AS THE D.C. Voting Rights Amendment reaches age 3, it appears to be drawing its last breath. In the past year only one state approved the amendment -- fewer than the three that approved it in its second year, which in turn was fewer than the six the year before.

The trend is pretty clear. Even the one state that ratified the amendment in the last year, Oregon, initially voted it down. In Maine and California the amendment failed completely this year. In order for the amendment to become part of the Constitution by getting the approval of the necessary 38 states, it will have to reverse this pattern by gaining ratification in an average of seven states a year for the remaing four years of its life. We draw these dismal facts to your attention to illustrate the point that the people of this city -- if they truly want two senators and a representative -- are going to have to get behind the amendment immediately with money, and work as never before.

Over the past year some major flaws in the campaign have been mended, including divisions among leading supporters of the amendment. Now Del. Walter Fauntroy, Mayor Marion Barry and the Voting Rights Service Corp. have joined with Joseph Rauh (who writes on the opposite page today) and Dick Clark, chairman of the National Coalition for Sel-Determination for the District, to try to see that the amendment gets passed.

With the leadership of the drive solidified, the campaign also has increased its activities around the country, getting the message to legislators and local groups in several states that there are still people in the United States who do not have representation in the national government. This sort of groundwork in preparation for votes in state legislatures was not being done before. Now that it has been done, Mr.

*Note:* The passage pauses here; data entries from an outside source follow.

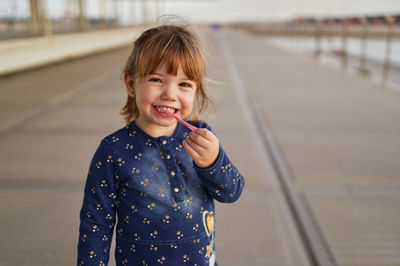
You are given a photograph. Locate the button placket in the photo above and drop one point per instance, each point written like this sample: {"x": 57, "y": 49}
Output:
{"x": 170, "y": 164}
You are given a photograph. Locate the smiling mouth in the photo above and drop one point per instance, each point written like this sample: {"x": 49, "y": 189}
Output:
{"x": 165, "y": 110}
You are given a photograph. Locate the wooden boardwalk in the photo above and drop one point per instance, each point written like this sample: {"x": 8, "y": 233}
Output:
{"x": 338, "y": 138}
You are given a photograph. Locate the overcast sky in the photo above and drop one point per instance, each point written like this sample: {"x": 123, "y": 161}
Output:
{"x": 213, "y": 10}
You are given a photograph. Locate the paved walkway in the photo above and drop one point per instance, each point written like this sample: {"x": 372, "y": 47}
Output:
{"x": 22, "y": 54}
{"x": 339, "y": 134}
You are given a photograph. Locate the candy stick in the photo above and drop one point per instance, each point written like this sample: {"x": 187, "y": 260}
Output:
{"x": 192, "y": 128}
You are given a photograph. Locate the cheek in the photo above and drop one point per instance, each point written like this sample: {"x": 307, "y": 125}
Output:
{"x": 145, "y": 98}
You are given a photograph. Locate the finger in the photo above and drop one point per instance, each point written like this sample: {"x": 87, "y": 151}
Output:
{"x": 199, "y": 139}
{"x": 190, "y": 150}
{"x": 207, "y": 134}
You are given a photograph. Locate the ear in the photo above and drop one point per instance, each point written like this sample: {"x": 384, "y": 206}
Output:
{"x": 129, "y": 84}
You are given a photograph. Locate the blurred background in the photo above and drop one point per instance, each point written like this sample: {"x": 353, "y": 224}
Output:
{"x": 308, "y": 107}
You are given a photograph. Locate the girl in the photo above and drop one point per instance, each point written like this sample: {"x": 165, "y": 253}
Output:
{"x": 155, "y": 175}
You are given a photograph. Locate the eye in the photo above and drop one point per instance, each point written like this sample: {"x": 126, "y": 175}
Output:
{"x": 186, "y": 84}
{"x": 155, "y": 80}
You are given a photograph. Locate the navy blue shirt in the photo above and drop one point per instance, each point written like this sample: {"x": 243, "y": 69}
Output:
{"x": 163, "y": 201}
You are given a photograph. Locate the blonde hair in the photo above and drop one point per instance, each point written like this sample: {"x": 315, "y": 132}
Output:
{"x": 171, "y": 45}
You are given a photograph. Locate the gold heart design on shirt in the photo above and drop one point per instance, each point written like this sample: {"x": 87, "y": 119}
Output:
{"x": 208, "y": 222}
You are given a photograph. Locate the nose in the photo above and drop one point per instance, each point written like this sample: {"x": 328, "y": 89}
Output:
{"x": 169, "y": 92}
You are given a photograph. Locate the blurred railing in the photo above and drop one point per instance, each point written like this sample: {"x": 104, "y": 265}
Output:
{"x": 27, "y": 18}
{"x": 337, "y": 37}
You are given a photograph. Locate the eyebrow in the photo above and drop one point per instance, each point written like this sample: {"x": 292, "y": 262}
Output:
{"x": 181, "y": 77}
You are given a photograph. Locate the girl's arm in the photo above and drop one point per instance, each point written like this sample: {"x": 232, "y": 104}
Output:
{"x": 218, "y": 174}
{"x": 97, "y": 216}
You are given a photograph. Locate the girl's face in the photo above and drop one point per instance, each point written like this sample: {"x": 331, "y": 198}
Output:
{"x": 158, "y": 93}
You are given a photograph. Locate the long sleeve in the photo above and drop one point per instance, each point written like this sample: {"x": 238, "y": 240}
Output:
{"x": 97, "y": 216}
{"x": 222, "y": 179}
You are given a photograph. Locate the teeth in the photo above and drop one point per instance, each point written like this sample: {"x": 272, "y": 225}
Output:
{"x": 164, "y": 109}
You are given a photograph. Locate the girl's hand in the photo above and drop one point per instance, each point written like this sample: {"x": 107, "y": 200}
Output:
{"x": 203, "y": 146}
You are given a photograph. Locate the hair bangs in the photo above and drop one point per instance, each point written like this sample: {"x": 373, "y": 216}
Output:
{"x": 175, "y": 53}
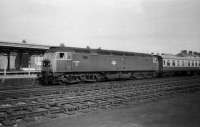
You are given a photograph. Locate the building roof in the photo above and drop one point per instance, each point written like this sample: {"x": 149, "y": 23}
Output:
{"x": 23, "y": 45}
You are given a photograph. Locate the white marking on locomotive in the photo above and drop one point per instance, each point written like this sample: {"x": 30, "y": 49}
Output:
{"x": 114, "y": 62}
{"x": 76, "y": 63}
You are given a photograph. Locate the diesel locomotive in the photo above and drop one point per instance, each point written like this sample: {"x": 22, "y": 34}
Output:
{"x": 66, "y": 65}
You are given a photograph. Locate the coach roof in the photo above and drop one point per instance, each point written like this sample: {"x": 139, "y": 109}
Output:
{"x": 95, "y": 51}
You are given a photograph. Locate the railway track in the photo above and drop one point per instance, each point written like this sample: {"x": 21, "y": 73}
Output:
{"x": 85, "y": 98}
{"x": 39, "y": 91}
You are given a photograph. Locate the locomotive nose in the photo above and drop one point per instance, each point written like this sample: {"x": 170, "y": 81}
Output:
{"x": 45, "y": 72}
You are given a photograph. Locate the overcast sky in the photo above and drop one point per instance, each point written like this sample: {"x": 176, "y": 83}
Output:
{"x": 130, "y": 25}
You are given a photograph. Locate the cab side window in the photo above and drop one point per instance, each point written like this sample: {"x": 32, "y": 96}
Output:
{"x": 61, "y": 55}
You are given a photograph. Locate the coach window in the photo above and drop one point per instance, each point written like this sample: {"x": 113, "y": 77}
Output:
{"x": 69, "y": 55}
{"x": 163, "y": 62}
{"x": 168, "y": 63}
{"x": 182, "y": 63}
{"x": 61, "y": 55}
{"x": 196, "y": 63}
{"x": 192, "y": 63}
{"x": 178, "y": 63}
{"x": 188, "y": 63}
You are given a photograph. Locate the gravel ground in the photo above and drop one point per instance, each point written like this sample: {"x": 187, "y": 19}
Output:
{"x": 179, "y": 111}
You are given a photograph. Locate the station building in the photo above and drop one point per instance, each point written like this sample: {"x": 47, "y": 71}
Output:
{"x": 21, "y": 57}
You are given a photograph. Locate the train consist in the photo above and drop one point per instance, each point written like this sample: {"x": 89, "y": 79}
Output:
{"x": 64, "y": 65}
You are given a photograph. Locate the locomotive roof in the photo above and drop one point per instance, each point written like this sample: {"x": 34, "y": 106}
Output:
{"x": 95, "y": 51}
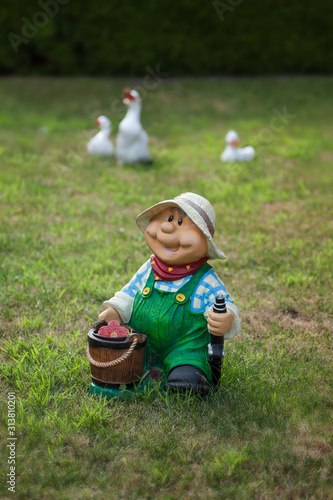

Clark says there are five states with nearly enough legislators convinced that they should support the amendment to pass it when the next vote is taken.

It is important that District residents not give up hope now. To do so while time remains to get the amendment approved would be to tell the rest of the country that the District does not really want voting rights in Congress. Voting rights for the District have, in fact, been more enthusiastically supported in some of the states considering the amendment than they have here. We can do better.